Probability Flashcards
Probability
Probability theory provides the framework for reasoning about the likelihood of events
Probability of an Outcome
Satisfies two properties:
1) for each outcome s, 0 ≤ P(s) ≤ 1
2) the sum of P(s) for every outcome s = 1
Expected Value
A predicted value of a variable, calculated as the sum of all possible values each multiplied by the probability of its occurrence.
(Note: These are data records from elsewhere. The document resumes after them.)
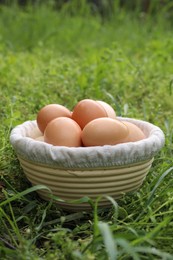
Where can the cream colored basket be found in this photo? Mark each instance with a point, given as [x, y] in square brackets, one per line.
[74, 173]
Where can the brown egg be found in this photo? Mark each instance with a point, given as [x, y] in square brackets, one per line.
[50, 112]
[40, 138]
[63, 131]
[104, 131]
[87, 110]
[109, 110]
[135, 133]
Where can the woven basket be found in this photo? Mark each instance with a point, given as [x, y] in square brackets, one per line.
[121, 169]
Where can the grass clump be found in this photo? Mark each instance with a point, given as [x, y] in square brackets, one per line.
[50, 56]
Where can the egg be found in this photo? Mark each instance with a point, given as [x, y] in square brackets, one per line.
[87, 110]
[40, 138]
[50, 112]
[63, 131]
[135, 133]
[109, 110]
[104, 131]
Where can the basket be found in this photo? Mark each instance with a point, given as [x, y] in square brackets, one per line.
[74, 173]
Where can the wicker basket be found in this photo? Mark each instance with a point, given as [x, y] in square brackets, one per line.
[110, 170]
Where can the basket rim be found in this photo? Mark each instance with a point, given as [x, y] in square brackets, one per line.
[86, 157]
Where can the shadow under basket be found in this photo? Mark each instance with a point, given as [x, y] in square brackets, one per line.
[73, 174]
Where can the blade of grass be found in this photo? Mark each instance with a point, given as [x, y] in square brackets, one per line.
[23, 193]
[108, 239]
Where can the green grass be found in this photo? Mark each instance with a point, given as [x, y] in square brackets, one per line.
[48, 56]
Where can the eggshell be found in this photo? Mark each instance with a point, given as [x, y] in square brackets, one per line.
[135, 133]
[87, 110]
[104, 131]
[40, 138]
[109, 110]
[63, 131]
[50, 112]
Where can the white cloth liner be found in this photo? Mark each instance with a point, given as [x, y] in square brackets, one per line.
[23, 136]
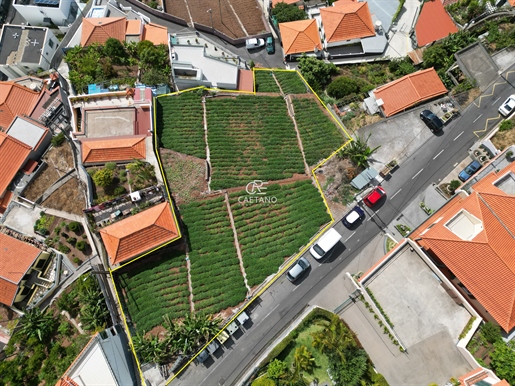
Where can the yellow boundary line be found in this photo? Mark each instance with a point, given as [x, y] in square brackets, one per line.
[286, 267]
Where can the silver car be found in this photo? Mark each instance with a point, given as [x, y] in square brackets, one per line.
[301, 266]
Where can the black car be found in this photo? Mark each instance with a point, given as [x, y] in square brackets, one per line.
[432, 121]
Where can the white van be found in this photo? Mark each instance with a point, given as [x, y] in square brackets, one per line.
[325, 244]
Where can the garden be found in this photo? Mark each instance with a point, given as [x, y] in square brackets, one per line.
[45, 343]
[113, 180]
[269, 234]
[180, 123]
[66, 236]
[118, 63]
[321, 350]
[319, 134]
[251, 138]
[154, 289]
[216, 277]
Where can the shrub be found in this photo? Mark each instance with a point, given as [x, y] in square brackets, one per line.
[342, 86]
[58, 140]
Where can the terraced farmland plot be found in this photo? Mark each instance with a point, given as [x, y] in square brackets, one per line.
[270, 233]
[265, 81]
[154, 289]
[320, 135]
[251, 138]
[290, 82]
[180, 123]
[216, 277]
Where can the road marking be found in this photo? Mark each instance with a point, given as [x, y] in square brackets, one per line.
[477, 118]
[396, 193]
[370, 218]
[438, 154]
[420, 171]
[273, 309]
[349, 236]
[459, 135]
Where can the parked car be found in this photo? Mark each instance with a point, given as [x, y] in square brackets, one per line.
[471, 168]
[434, 123]
[301, 266]
[351, 218]
[375, 195]
[270, 46]
[508, 105]
[254, 43]
[324, 245]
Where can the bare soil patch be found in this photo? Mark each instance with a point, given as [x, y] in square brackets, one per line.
[68, 198]
[186, 175]
[59, 161]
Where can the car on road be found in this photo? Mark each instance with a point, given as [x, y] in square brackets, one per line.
[270, 46]
[469, 170]
[508, 105]
[374, 196]
[254, 43]
[434, 123]
[352, 218]
[301, 266]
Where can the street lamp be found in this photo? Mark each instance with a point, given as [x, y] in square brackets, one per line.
[211, 15]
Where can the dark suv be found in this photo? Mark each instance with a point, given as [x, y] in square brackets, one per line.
[434, 123]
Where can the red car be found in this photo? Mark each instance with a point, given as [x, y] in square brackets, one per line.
[374, 196]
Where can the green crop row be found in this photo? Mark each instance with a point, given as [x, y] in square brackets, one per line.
[290, 82]
[180, 123]
[269, 234]
[215, 269]
[158, 289]
[319, 134]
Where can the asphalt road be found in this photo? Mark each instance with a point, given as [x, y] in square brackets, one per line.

E(V) = sum of p(s) * V(s) for every outcome s within S
V: numerical function on the outcomes of a probability space
Example:
E(rolling a die): (1/6 * 1 ) + (1/6 * 2) + (1/6 * 3) + (1/6 * 4) + (1/6 * 5) + (1/6 * 6) = 21/6 = 3.5
Independent Events
Independent Events: A and B are independent iff:
P(A ∩ B) = P(A)P(B)
P(A|B) = P(A)
P(B|A) = P(B)
Conditional Probability
The probability that event A occurs given that event B occurs
P(A|B) = P(A,B)/P(B)
Probability of event A occurring given that event B occurs = probability of event A and B occurring / probability of event B occurring
Bayes Theorem
P(A|B) = P(B|A)P(A)/P(B)
Joint Probability
The probability of event A and event B both occurring.
P(A,B) = P(B|A)P(A)
Marginal Probability
Marginal probability is the probability of an event irrespective of the outcome of another variable.
P(A)
Probability Density Function (PDF)
Gives the probability that a rv (random variable) takes on the value x:
Probability of random variable X equaling x: P(X = x)
Often times in a range: P(a < X < b). You’re looking for the area under the curve between a and b
Cumulative Density Function (CDF)
Gives the probability that a random variable is less than or equal to x:
FX(x) = P(X ≤ x)
Note: The PDF and the CDF of a given random variable
contain exactly the same information.